Carbonell es una marca que ofrece al consumidor toda la variedad de aceites de oliva que pudiera utilizar en su cocina bajo un distintivo: el sabor. En ocasiones, nos compartís lo reconocibles que son las recetas preparadas con el mismo aceite que vuestras madres o abuelas o cómo se identifica el olor característico de siempre al cocinar con el aceite Carbonell en vuestros hogares.

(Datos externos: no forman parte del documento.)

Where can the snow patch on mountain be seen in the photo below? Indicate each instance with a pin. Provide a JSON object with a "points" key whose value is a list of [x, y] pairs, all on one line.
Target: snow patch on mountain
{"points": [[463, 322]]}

Para conservar todas esas cualidades que nos acercan a la autenticidad y pureza del campo, el único camino fiel es el desarrollo y aplicación de una amplia tecnología que vele para preservar el olor y sabor de la aceituna en su estado más auténtico. El aceite de oliva es un fruto de la tierra, y por tanto un ingrediente vivo y en constante evolución.

 

“El aceite de oliva es un fruto de la tierra, y por tanto un ingrediente vivo y en constante evolución.”

 

Nuestro conocimiento del producto nos permite aplicar la ciencia para facilitar su óptima conservación y realizar los métodos más exhaustivos de análisis de modo que estos nos permitan clasificar de manera profunda las características fisicoquímicas de cada gota de aceite.

Nuestros laboratorios están dotados de los equipos más modernos que permiten supervisar la calidad de este, no únicamente de acuerdo a los requerimientos legales, sino de acuerdo a unos estándares más elevados establecidos por nuestra propia empresa. Son laboratorios certificados por las autoridades más exigentes como el Consejo Oleícola Internacional (COI).

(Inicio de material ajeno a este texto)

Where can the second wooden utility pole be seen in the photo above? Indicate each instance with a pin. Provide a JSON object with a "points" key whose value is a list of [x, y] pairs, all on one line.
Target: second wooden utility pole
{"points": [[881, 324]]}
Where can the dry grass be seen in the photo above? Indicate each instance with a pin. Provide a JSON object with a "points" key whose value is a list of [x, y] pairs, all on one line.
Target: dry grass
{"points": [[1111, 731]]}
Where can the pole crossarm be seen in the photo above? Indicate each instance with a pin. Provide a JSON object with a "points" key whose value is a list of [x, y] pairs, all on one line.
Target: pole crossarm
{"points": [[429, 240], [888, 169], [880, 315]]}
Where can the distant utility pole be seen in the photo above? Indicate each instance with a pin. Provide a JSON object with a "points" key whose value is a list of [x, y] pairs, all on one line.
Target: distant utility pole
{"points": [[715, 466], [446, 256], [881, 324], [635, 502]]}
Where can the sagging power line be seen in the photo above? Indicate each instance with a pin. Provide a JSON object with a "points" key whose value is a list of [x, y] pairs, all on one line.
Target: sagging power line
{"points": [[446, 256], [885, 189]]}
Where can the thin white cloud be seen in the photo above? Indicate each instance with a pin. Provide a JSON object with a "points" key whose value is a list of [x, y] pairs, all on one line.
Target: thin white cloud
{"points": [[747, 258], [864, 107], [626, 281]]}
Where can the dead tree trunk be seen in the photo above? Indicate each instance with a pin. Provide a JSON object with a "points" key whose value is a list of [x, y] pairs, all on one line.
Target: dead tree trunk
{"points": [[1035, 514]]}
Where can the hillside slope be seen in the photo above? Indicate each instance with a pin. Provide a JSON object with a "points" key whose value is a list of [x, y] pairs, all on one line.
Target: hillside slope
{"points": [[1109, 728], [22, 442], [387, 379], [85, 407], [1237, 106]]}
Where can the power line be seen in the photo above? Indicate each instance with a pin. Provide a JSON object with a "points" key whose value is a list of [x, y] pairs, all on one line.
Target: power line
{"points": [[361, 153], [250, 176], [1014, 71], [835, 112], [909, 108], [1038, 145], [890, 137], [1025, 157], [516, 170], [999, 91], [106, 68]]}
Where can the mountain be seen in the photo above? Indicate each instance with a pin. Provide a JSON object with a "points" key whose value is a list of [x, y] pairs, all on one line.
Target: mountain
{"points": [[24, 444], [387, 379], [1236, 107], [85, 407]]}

En el proceso de compra de materia prima, cada cisterna de aceite que llega a nuestra fábrica es analizada al 100% para detectar cualquier fallo en su composición analítica y organoléptica con anterioridad a la compra y se vuelven a catar una segunda vez en el momento en que la muestra completa llega a nuestras instalaciones y antes de que esta sea incorporada a nuestros depósitos.

A partir de ese momento, los distintos tipos de aceites y diferentes calidades discurren por depósitos, tuberías y filtros separados para que no haya lugar a ningún tipo de mezcla entre unos y otros. A lo largo del proceso, el celo por lograr la mayor calidad se materializa en detalles como una carpa refrigerada bajo la que se protege nuestros depósitos de aceite garantizando el control de la temperatura a la que se ve sometido.
Dos paneles de cata entrenados de acuerdo con los estándares de calidad del COI participan en todo este proceso velando por la exigencia que se espera de cada botella de aceite Carbonell.